Accepted: June 14, 2024
Published online: July 24, 2024
Processing time: 114 Days and 16.6 Hours
Poly (ADP-ribose) polymerase inhibitors (PARPis) are approved as first-line therapies for breast cancer gene (BRCA)-positive, human epidermal growth factor receptor 2-negative locally advanced or metastatic breast cancer. They are also effective for new and recurrent ovarian cancers that are BRCA- or homologous recombination deficiency (HRD)-positive. However, data on these mutations and PARPi use in the Middle East are limited.
To assess BRCA/HRD prevalence and PARPi use in patients in the Middle East with breast/ovarian cancer.
This was a single-center retrospective study of 57 of 472 breast cancer patients tested for BRCA mutations, and 25 of 65 ovarian cancer patients tested for HRD. These adult patients participated in at least four visits to the oncology service at our center between August 2021 and May 2023. Data were summarized using descriptive statistics and compared using counts and percentages. Response to treatment was assessed using Response Evaluation Criteria in Solid Tumors criteria.

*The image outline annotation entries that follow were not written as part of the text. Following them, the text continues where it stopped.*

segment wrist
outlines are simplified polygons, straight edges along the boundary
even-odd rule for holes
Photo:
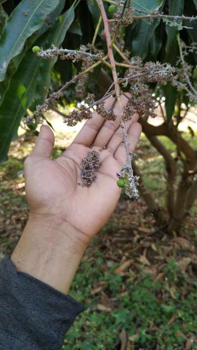
[[[18,270],[67,293],[87,246],[81,237],[57,217],[31,214],[11,258]]]

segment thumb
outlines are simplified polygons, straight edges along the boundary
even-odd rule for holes
[[[54,143],[54,135],[47,125],[42,125],[32,155],[49,158]]]

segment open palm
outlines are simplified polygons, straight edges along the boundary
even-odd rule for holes
[[[122,97],[123,105],[127,99]],[[110,107],[114,100],[106,102]],[[88,120],[71,145],[54,160],[50,159],[54,136],[45,125],[25,164],[27,198],[33,214],[58,218],[90,238],[104,225],[114,211],[121,190],[116,173],[126,162],[120,117],[116,105],[115,122],[104,121],[97,113]],[[127,123],[131,150],[141,128],[137,116]],[[89,187],[82,185],[80,166],[91,150],[98,152],[101,162],[97,178]]]

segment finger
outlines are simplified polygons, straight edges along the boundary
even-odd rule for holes
[[[121,99],[122,106],[124,107],[128,102],[128,99],[125,95],[121,95]],[[105,121],[94,142],[94,146],[98,147],[106,146],[113,136],[114,133],[119,127],[122,115],[120,113],[120,109],[117,103],[116,103],[113,108],[113,111],[117,116],[116,119],[114,121],[112,120]]]
[[[42,125],[31,155],[49,158],[54,143],[54,135],[47,125]]]
[[[130,152],[133,152],[136,145],[139,140],[142,131],[142,127],[139,123],[133,123],[130,127],[128,133],[128,141],[130,142],[129,149]],[[121,142],[115,153],[114,158],[122,165],[126,162],[127,157],[124,144]]]
[[[106,107],[110,108],[114,100],[113,97],[107,99],[105,104]],[[72,143],[83,144],[86,147],[92,146],[104,122],[104,120],[100,115],[96,112],[94,113],[93,118],[86,122]]]
[[[130,129],[131,126],[133,123],[137,121],[138,117],[138,114],[134,114],[132,119],[126,123],[127,131]],[[121,127],[119,126],[107,145],[108,149],[110,151],[112,154],[114,154],[116,153],[118,146],[122,144],[123,138],[123,129]]]

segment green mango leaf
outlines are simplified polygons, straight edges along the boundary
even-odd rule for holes
[[[184,4],[184,0],[168,0],[169,14],[172,16],[181,16],[183,12]],[[172,66],[175,66],[179,56],[176,38],[178,29],[176,27],[170,27],[167,25],[165,30],[167,38],[164,62],[169,62]],[[169,121],[174,113],[178,93],[176,89],[169,84],[164,87],[163,91],[165,97],[165,108],[167,120]]]
[[[60,0],[23,0],[6,23],[0,40],[0,81],[10,60],[22,50],[26,39],[38,30]]]
[[[149,42],[149,52],[151,55],[152,59],[157,60],[157,56],[162,46],[162,35],[163,33],[160,27],[155,31],[154,35]]]
[[[60,17],[53,29],[44,34],[37,44],[46,48],[54,42],[61,42],[73,16],[71,8]],[[42,77],[45,79],[43,72],[40,70],[43,61],[44,59],[33,54],[30,49],[11,79],[10,87],[0,106],[0,162],[7,159],[10,142],[16,134],[21,118],[26,113],[27,108],[33,102],[38,76],[39,78],[42,74]],[[44,62],[48,64],[45,60]]]
[[[7,69],[5,79],[3,81],[0,82],[0,105],[2,102],[5,92],[9,87],[11,78],[15,72],[26,53],[38,38],[53,27],[55,21],[60,16],[65,4],[65,0],[62,0],[54,11],[49,14],[46,18],[44,24],[40,29],[33,33],[31,36],[26,40],[22,52],[11,60]]]
[[[83,33],[81,31],[80,23],[78,20],[76,20],[73,22],[73,23],[70,26],[69,31],[70,33],[72,34],[77,34],[81,36],[83,35]]]
[[[137,1],[138,2],[138,1]],[[149,5],[153,6],[153,2],[150,1]],[[144,2],[145,3],[145,2]],[[154,10],[158,9],[162,11],[163,1],[155,1]],[[135,28],[135,35],[132,41],[132,55],[140,56],[144,60],[149,53],[149,42],[154,35],[155,30],[160,23],[160,20],[155,20],[150,22],[149,20],[144,19],[138,21]]]
[[[57,23],[51,31],[50,41],[53,38],[52,43],[59,47],[63,41],[66,32],[74,19],[74,11],[70,7],[64,14],[61,16]],[[40,72],[38,75],[35,98],[34,107],[36,105],[43,103],[48,92],[51,82],[51,70],[58,59],[54,57],[50,60],[43,59],[40,63]]]
[[[8,15],[4,10],[3,6],[0,3],[0,37],[3,32],[4,26],[8,19]]]
[[[155,20],[150,23],[148,20],[139,21],[136,27],[136,35],[132,41],[132,55],[140,56],[144,60],[148,53],[150,40],[160,21]]]
[[[168,0],[169,14],[171,16],[182,16],[183,12],[183,7],[184,5],[184,0]],[[176,27],[170,27],[168,25],[165,26],[165,30],[167,33],[167,42],[165,45],[165,60],[170,63],[173,63],[172,61],[176,61],[176,57],[174,53],[174,45],[177,46],[176,41],[176,35],[178,29]],[[172,48],[173,48],[173,50]],[[172,60],[168,56],[172,56]]]

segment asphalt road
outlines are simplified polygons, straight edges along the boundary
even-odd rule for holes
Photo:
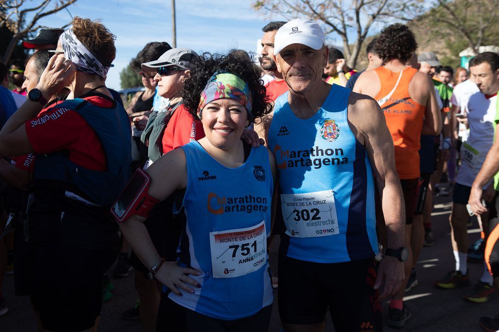
[[[497,297],[483,304],[465,301],[462,295],[472,286],[466,288],[451,290],[438,289],[433,286],[434,281],[445,275],[454,268],[454,258],[450,245],[450,229],[448,217],[450,214],[451,198],[436,199],[435,209],[433,213],[432,222],[435,245],[425,247],[417,264],[419,285],[406,294],[405,303],[413,313],[412,318],[404,329],[394,330],[385,327],[385,331],[415,331],[418,332],[453,332],[483,331],[478,325],[481,316],[494,317],[499,313],[499,302]],[[480,235],[476,220],[469,229],[471,241],[478,239]],[[275,259],[278,241],[275,241],[271,248],[270,262]],[[482,275],[482,264],[469,264],[472,285]],[[272,269],[275,269],[273,264]],[[61,276],[61,277],[63,277]],[[137,293],[133,286],[133,276],[113,279],[116,289],[111,300],[103,304],[99,331],[101,332],[132,332],[141,331],[138,322],[125,321],[120,318],[121,313],[131,308],[137,300]],[[297,285],[297,287],[301,287]],[[13,277],[5,276],[2,288],[3,296],[7,301],[9,312],[0,317],[0,332],[35,331],[34,318],[30,310],[28,299],[16,297],[13,294]],[[276,293],[276,292],[275,293]],[[276,299],[269,332],[281,330]],[[382,304],[386,322],[388,313],[388,302]],[[326,331],[334,329],[328,319]]]

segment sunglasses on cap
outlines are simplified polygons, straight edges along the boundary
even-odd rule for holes
[[[156,73],[155,73],[155,74],[153,74],[152,75],[146,75],[146,73],[144,73],[144,72],[140,72],[140,73],[139,73],[139,75],[140,75],[140,76],[141,76],[144,78],[147,78],[147,79],[149,79],[150,80],[152,80],[152,79],[154,79],[154,76],[156,76]]]
[[[176,66],[173,66],[170,67],[161,67],[158,68],[158,74],[159,74],[160,76],[164,76],[165,75],[168,75],[170,72],[174,71],[175,70],[183,70],[181,69]]]
[[[10,72],[11,74],[22,74],[24,72],[22,69],[9,69],[8,71]]]

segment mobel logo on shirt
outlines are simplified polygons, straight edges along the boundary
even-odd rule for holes
[[[313,167],[348,164],[348,158],[343,157],[343,149],[321,149],[318,146],[307,150],[283,150],[278,145],[274,148],[274,155],[279,169],[293,167]]]
[[[214,215],[230,212],[266,212],[267,208],[267,199],[265,197],[251,195],[239,197],[226,197],[219,196],[215,193],[208,194],[207,209],[209,212]]]

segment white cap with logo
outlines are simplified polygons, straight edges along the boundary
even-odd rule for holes
[[[322,28],[313,21],[295,18],[281,26],[275,33],[274,54],[291,44],[303,44],[314,50],[326,43]]]

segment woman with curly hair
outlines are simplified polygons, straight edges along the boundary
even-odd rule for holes
[[[150,277],[171,290],[158,321],[172,331],[266,331],[275,161],[266,148],[252,148],[241,136],[272,104],[249,59],[205,53],[190,69],[184,107],[201,119],[206,136],[163,156],[142,174],[150,178],[148,191],[132,193],[141,202],[179,197],[177,205],[187,216],[179,261],[158,254],[144,217],[124,216],[120,227]]]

Among the 472 breast cancer patients, 12.1% underwent BRCA testing, and 38.5% of 65 ovarian cancer patients received HRD testing. Pathogenic mutations were found in 25.6% of the tested patients: 26.3% breast cancers had germline BRCA (gBRCA) mutations and 24.0% ovarian cancers showed HRD. Notably, 40.0% of gBRCA-positive breast cancers and 66.0% of HRD-positive ovarian cancers were Middle Eastern and Asian patients, respectively. PARPi treatment was used in 5 (33.3%) gBRCA-positive breast cancer patients as first-line therapy (n = 1; 7-months progression-free), for maintenance (n = 2; > 15-months progression-free), or at later stages due to compliance issues (n = 2). Four patients (66.6%) with HRD-positive ovarian cancer received PARPi and all remained progression-free.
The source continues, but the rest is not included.